Proof. If $x=0$ then this follows from the first observation above. So suppose $x\neq0$. Viewing $(1)$ as a polynomial in $x$ we see that $$x^4+yx^2+y^2x+y+1=0,$$ and hence that $x$ divides $y+1$. Let $z=\tfrac{y+1}{x}\in\Bbb{Z}$ so that plugging in $y=zx-1$ into $(1)$ yields $$x^3+x^2z^2+x^2z-2xz-x+z+1=0.$$ this in turn shows that $x$ divides $z+1$. Let $w=\tfrac{z+1}{x}\in\Bbb{Z}$ so that plugging in $z=wx-1$ yields $$w^2x^3-wx^2-2wx+w+x^2+1=0,$$ which in turn shows that $x$ divides $w+1$. Let $v=\tfrac{w+1}{x}\in\Bbb{Z}$ so that plugging in $w=vx-1$ yields $$v^2x^4-2vx^3-vx^2-2vx+v+x^2+2x+2=0.$$ which in turn shows that $x$ divides $v+2$. Let $u=\tfrac{v+2}{x}\in\Bbb{Z}$ so that \begin{eqnarray*} y&=&zx-1=(wx-1)x-1=((vx-1)x-1)x-1\\ &=&(((ux-2)x-1)x-1)x-1\\ &=&ux^4-2x^3-x^2-x-1.\hspace{100pt}\square \end{eqnarray*}

Lemma 2: If $x\neq0$ then $|u|\leq1$.

Proof.

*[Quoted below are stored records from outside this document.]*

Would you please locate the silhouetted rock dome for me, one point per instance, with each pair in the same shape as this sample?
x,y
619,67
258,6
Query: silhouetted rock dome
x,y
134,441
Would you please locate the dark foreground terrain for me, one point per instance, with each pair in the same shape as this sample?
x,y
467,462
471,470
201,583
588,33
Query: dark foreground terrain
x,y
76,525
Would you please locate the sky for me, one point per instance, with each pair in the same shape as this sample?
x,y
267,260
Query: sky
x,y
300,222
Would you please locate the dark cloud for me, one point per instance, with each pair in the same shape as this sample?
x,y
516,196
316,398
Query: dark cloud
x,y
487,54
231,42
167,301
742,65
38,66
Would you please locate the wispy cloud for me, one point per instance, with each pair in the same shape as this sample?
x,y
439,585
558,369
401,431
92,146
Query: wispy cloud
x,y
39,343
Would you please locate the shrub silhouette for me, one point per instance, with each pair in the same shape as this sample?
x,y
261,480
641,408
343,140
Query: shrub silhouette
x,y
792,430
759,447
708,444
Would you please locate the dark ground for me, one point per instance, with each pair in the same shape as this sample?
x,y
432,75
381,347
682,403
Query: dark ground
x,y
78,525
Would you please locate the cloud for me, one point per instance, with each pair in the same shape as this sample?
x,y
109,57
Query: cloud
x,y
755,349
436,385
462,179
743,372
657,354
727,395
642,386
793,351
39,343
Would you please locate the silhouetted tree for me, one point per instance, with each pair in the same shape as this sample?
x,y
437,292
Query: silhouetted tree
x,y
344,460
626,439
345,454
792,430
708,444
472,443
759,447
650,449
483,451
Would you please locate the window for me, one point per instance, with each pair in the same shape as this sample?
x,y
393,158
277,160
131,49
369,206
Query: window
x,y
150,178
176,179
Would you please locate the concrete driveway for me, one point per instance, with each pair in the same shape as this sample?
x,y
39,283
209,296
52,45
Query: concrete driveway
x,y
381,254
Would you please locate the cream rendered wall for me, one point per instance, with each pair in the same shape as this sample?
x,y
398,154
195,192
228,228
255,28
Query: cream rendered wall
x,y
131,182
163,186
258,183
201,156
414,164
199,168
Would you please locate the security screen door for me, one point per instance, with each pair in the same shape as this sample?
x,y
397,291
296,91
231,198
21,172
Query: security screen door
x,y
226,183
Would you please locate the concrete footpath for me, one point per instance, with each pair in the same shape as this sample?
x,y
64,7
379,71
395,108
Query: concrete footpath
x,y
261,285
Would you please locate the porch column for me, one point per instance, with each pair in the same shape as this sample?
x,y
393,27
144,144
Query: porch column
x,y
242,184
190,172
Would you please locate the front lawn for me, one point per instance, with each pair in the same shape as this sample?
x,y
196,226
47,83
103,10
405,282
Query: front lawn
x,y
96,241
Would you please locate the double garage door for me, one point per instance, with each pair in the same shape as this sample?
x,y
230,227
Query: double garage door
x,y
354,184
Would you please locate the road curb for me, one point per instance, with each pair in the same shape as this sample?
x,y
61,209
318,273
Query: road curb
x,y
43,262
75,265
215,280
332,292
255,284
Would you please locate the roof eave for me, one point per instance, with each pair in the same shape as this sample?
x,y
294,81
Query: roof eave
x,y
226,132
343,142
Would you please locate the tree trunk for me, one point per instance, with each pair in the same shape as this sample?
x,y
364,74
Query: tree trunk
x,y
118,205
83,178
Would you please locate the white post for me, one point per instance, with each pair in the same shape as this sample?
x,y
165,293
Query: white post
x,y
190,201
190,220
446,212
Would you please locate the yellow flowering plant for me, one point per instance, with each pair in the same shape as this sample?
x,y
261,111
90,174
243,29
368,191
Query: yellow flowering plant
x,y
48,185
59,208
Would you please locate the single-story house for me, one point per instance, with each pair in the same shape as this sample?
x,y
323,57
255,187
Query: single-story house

If $|u|>1$ then for all $x\notin\{-1,0,1,2\}$ we have $$|y|=|ux^4-2x^3-x^2-x-1|>x^4+1,$$ contradicting the fact that $y$ divides $x^4+1$. As there are no integral solutions with $x\in\{-1,1,2\}$ it follows that $|u|\leq1$ if $x\neq0$.$\hspace{20pt}\square$

At this point we can simply try the three possible values of $u$ to get three polynomials in $x$, and see whether they have integral roots:

If $u=0$ then $y=-(2x^3+x^2+x+1)$. Plugging this back into $(1)$ yields $$x^4(4x^3+4x^2+3x+6)=0,$$ and the rational root theorem shows that $x=0$ is the unique solution.

If $u=1$ then $y=x^4-2x^3-x^2-x-1$. Plugging this back into $(1)$ yields $$x^4(x^2+1)(x^3-4x^2+x+7)=0,$$ which again has $x=0$ as its unique integral solution by the rational root theorem.

If $u=-1$ then $y=-x^4-2x^3-x^2-x-1$. Plugging this back into $(1)$ yields $$x^4(x^5+4x^4+6x^3+5x^2+5x+5)=0,$$ which again has $x=0$ as its unique integral solution by the rational root theorem.

This shows that $(x,y)=(0,-1)$ is the unique integral solution to $(1)$.